12
votes

Now, I have a workspace which have two project inside, one is call "ProjectOne" and the other is "ProjectTwo" as follow:

image

They have a storyboard respectively and now I want to connect two storyboard by pressing the "To Project Two" as follow:

image

but when I click the button, it show

"Terminating app due to uncaught exception 'NSInvalidArgumentException', >reason: 'Could not find a storyboard named 'two' in bundle NSBundle 8C6A5FDC9E06/ProjectOne.app> (loaded)'"

Is it possible to do that? I seeking the method for a few days but also no idea...

4
A coworker of mine ran into the same issue today. It seems as though the Bundle identifier in the storyboard is ignored. This can be verified by creating an NSBundle instance for ProjectTwo and logging its description. The description then clearly would indicate ProjectTwo and not ProjectOne. Have you managed to find a solution?Bart van Nierop

4 Answers

10
votes

You need to use the complete names of the storyboard you are including if your storyboard is in another project/module - this means including the bundle name. Please see the image below for how you would set this up in your storyboard. I have created an example setup with ProjectOne and ProjectTwo the same as your project setup.

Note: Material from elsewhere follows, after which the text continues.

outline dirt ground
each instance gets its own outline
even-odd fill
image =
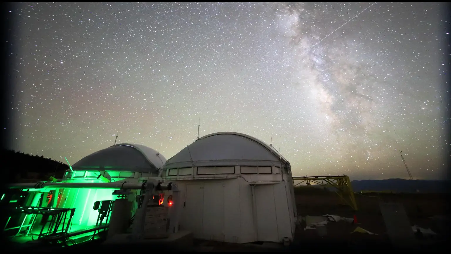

enter image description here

The key is the information you put in the Storyboard reference. You need to include the bundle name as well! Just for reference I have included a link to Adding a Storyboard Reference

enter image description here

EDIT

While this works it leads to issues later on as you start to build your storyboard out with various scenes which are backed by view controllers, which now have to be linked to both project targets. More importantly this relationship is hidden in the project's configuration details. A better way for this to work would be to take advantage of the workspace and add a shared folder for the resources that are used by both projects.

enter image description here

Next add the shared folder to the workspace at the same level as ProjectOne and ProjectTwo. Now add a reference to the shared folder to each project by dragging it on to the project files(xcodeproj). This will add the folder to the projects target for you.

enter image description here

Now each project contains a reference to the shared folder, the sharing relationship is now explicitly shown within the project navigator.

enter image description here

2
votes

1.You can add both storyboard's Target Membership like this:
Target Membership

2.Change the name of your source files in Project two to avoid collision, check their Target Membership to Project one,configure these changes to storyboard two.

3.The AppDelegate file of Project two should be leave unchanged.

0
votes

This was a solution I found for referencing a pod from a project - you can expose the bundle from the pod(or other project in your case), and then access it when you need to. It may also be worth mentioning that methods you want to access should be public.

    static var bundle:NSBundle {
    let podBundle = NSBundle(forClass: thisViewController.self)

    let bundleURL = podBundle.URLForResource("myPod", withExtension: "bundle")
    return NSBundle(URL: bundleURL!)!
    }
0
votes

If Bundle you are referencing in Storyboard was never loaded before invoking Segue, system will use main app bundle. Bug or overlook on apple side?

To fix issue you have to load bundle.

let bundle = ... {your bundle here} 
if !bundle.isLoaded() {
    bundle.load()
}

Execute it at start of the app, or just make sure it runs before you attempt to perform segue.

I was bumping into this issue several times over the years, but couldn't figure out what was causing it. At one moment segue called from same ViewController in different places once worked and other did not. I was going crazy! Then I found, that the working call was preceded by manual loading some custom popup controller from this storyboard from code. It was causing load of Bundle and "magically" resolving problem for the duration of the session.